From then on, whenever you login with SQRL to a website, your private identity is used to generate another 77-digit number for that one website. Every website you visit sees you as a different number, yet every time you return to the same site, that site's unique number is regenerated.

This allows you to be uniquely and permanently identified, yet completely anonymous.

Since you never need to use an eMail address or a password, you never give a website your actual identity to protect. If the website's SQRL identities are ever stolen, not only would the stolen identities only be valid for that one website, but SQRL's cryptography prevents impersonation using stolen identities.

This is as good as it sounds. It's what we've been waiting for.

Your SQRL Password

SQRL frees you from the burden of logging into Internet websites by doing it for you. But this means if someone else gained control of your SQRL app, they could impersonate you.

We solve this problem with a SQRL password which YOU use to login to your SQRL. You decide how much login protection you need. You choose your own password of whatever length and complexity you desire. To impede someone guessing, you set how long any password takes to process. And to make longer, more complex passwords less painful to use, the password's first four characters may be used to "refresh" the full password you recently entered.

You are free to change your password and its various settings at any time. And if you should ever forget or lose your password for any reason, SQRL's Rescue Code can be used to recover your access.

SQRL's Rescue Code

You and SQRL will probably never need rescuing. But SQRL's security is so tight that you MIGHT need a way to unlock things a bit. Here are the two scenarios where you WOULD need rescuing:

• If you changed your password and the new one slipped your mind, there's no one to ask. Unlike websites, where you click "I forgot my password", your SQRL app doesn't know it either. If it did, it could be hacked and used to steal your identity. Backups you have made of your identity will have been saved under the password you were using then, so that might help. But your SQRL-assigned Rescue Code will always forgive any memory lapse.
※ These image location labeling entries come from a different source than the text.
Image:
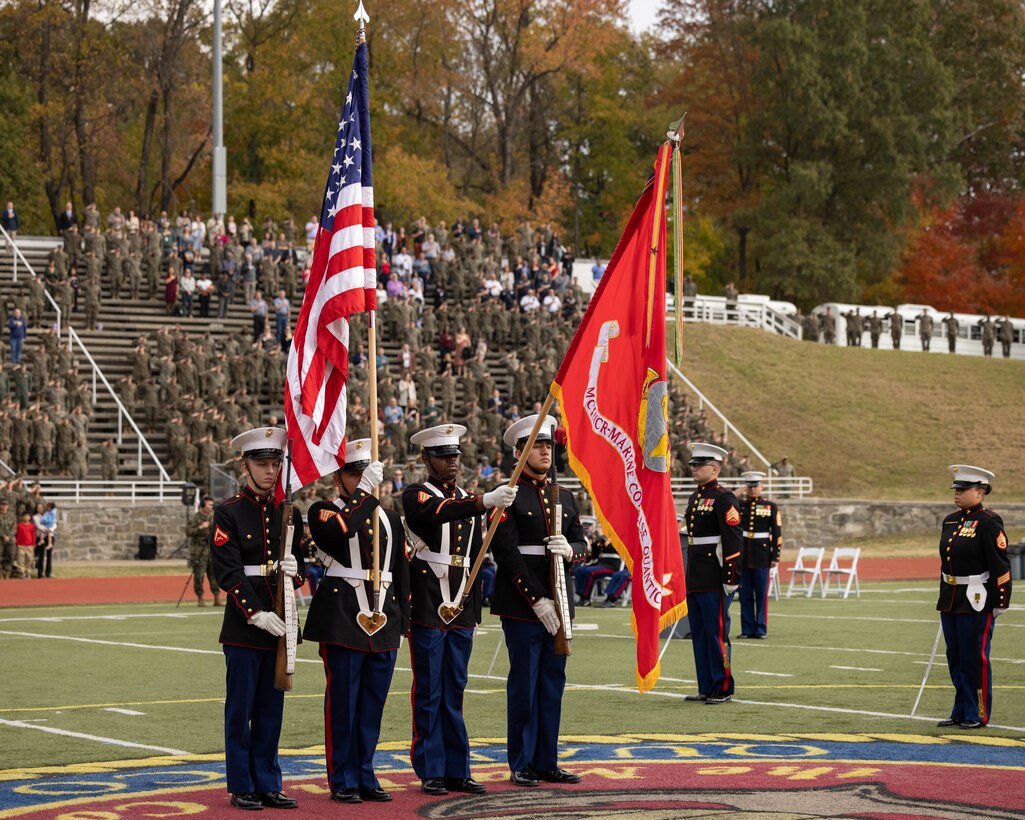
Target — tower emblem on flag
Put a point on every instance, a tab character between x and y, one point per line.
653	422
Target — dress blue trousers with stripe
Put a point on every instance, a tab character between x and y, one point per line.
354	702
753	601
252	721
441	747
709	616
534	696
969	638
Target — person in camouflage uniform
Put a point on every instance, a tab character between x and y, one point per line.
199	552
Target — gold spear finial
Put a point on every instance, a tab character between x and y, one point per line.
362	17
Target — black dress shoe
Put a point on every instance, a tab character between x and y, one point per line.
434	785
276	800
466	784
558	776
525	778
249	802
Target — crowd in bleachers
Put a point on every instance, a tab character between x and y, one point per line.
459	306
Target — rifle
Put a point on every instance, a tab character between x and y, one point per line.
557	568
285	604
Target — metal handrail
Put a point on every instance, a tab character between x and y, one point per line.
16	251
74	338
712	310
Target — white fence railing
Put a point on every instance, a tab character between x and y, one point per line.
70	491
713	311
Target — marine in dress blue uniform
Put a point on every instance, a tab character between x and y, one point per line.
762	525
713	551
359	660
523	547
447	523
244	547
975	589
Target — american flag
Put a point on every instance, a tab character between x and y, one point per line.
342	282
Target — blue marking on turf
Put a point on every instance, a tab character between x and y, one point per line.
39	790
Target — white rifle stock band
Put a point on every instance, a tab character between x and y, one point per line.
497	514
287	644
371	621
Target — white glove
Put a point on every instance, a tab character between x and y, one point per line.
558	545
416	541
500	496
545	611
269	622
371	477
288	565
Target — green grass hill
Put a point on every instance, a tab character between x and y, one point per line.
866	423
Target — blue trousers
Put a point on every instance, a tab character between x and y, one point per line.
441	747
753	601
969	638
252	721
709	616
584	577
534	696
354	702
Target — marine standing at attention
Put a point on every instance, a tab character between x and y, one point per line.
244	545
448	523
359	653
975	589
713	549
524	547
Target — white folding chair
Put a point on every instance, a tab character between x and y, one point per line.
809	568
836	567
774	582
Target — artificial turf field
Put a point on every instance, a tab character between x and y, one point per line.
103	684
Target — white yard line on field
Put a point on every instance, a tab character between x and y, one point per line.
857	668
108	740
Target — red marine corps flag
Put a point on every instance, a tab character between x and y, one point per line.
614	400
342	282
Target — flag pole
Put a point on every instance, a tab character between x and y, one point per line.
362	17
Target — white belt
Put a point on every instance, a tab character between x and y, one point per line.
337	571
441	558
955	580
706	539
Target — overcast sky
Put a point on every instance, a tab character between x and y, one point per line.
643	13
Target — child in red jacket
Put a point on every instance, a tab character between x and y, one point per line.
25	539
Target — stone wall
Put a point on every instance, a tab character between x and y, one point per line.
92	532
823	522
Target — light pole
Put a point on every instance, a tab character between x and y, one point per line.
218	200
• Once you have established your SQRL identity with a website, that identity can ONLY be changed with ITS Rescue Code. If someone WERE to somehow steal your SQRL identity (if your phone was stolen and you used a VERY weak or guessable password, or malware infected your device), they could never replace your identity with theirs. But YOU could retake your stolen identity by creating a new one and using the old identity's Rescue Code (which the bad guys would never have) to replace that old identity with your new one.
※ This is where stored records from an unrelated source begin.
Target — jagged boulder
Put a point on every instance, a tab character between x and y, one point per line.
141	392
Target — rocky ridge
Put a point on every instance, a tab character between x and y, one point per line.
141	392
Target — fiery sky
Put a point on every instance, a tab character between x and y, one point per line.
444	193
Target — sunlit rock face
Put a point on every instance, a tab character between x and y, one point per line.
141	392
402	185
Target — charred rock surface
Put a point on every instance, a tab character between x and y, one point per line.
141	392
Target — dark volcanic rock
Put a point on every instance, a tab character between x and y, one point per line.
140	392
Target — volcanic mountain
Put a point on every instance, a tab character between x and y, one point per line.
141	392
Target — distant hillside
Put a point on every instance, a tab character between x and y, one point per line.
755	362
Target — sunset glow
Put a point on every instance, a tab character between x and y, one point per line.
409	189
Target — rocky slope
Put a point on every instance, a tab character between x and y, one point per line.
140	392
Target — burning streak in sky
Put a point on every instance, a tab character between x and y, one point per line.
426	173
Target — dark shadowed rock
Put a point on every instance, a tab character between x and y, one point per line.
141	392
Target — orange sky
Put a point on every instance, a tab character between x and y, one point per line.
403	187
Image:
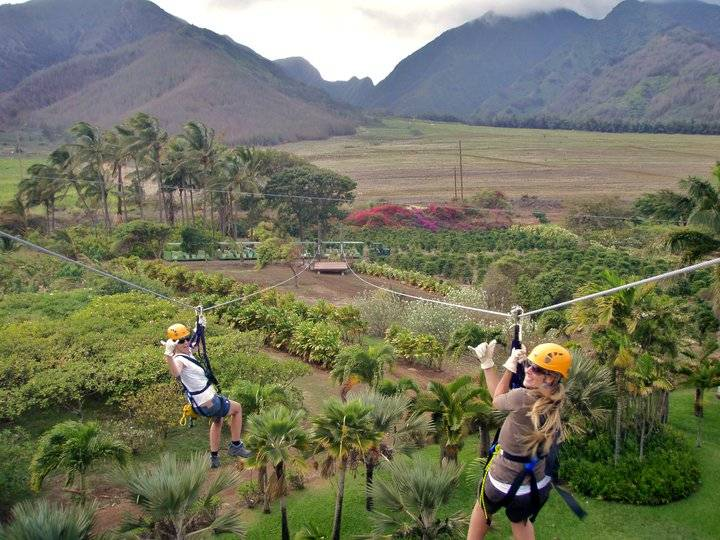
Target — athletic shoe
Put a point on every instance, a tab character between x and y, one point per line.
239	450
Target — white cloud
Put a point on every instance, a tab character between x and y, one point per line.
343	38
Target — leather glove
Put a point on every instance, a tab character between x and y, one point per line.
484	352
516	356
169	347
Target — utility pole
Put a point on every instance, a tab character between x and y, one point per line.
455	178
462	185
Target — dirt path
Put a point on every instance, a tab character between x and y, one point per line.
338	289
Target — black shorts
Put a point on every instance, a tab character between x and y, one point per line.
517	510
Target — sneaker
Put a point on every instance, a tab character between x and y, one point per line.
239	450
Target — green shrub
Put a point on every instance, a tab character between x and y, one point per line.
668	472
15	454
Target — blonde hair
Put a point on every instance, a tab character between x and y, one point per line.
545	418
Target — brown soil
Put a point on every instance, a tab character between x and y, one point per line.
335	288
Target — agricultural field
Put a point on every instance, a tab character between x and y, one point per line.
409	161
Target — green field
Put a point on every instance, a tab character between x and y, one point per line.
11	171
688	519
411	160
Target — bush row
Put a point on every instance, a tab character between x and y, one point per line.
416	279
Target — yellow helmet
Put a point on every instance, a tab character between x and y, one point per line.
552	357
178	331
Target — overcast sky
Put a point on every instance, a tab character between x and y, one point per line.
343	38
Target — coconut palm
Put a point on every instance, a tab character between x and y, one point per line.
361	364
402	430
703	372
176	501
623	326
410	500
341	431
144	139
277	437
73	447
90	152
42	186
41	519
452	406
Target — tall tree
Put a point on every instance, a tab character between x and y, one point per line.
277	436
90	155
308	195
341	431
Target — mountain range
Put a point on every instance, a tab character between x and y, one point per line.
644	62
100	61
68	60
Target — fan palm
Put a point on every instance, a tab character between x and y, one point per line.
73	447
403	431
277	437
410	500
452	406
343	429
176	502
41	519
703	372
360	364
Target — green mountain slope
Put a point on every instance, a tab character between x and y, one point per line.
75	60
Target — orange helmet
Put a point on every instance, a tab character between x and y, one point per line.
552	357
178	331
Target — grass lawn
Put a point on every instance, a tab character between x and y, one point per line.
688	519
407	160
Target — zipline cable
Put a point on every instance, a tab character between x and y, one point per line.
93	269
671	273
431	300
240	299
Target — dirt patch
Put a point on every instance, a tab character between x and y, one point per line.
335	288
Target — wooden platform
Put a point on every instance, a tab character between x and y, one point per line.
326	267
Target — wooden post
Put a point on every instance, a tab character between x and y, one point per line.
462	185
455	178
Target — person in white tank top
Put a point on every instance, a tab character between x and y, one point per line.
202	394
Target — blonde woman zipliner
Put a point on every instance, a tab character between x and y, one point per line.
514	477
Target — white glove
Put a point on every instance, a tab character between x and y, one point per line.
169	347
516	356
484	352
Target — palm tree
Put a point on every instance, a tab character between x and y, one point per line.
90	154
452	405
73	447
403	429
176	502
411	498
144	139
703	372
589	395
342	430
277	437
624	326
42	186
359	364
41	519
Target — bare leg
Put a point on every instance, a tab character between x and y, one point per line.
478	524
215	431
235	420
523	531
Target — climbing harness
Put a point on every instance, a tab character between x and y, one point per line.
198	341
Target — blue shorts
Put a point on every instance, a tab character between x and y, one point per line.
219	407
SQRL's Rescue Code is a powerful ally. Write it down, keep it safe and never lose it. You will probably never need it, but if you do you'll be very glad you kept it.

Why Backup?

Your SQRL private identity is a randomly chosen 77-digit number used to generate each of your individual web identities. NO ONE knows what it is. As you use SQRL to identify yourself to the Internet, your identity BECOMES that 77-digit number. If it is ever lost, so is your Internet identity.

The other reason to backup your private identity is to copy it into another computer or mobile device. Once your one private SQRL identity has been installed into all of your devices, you can use any of them to easily identify yourself on the Internet.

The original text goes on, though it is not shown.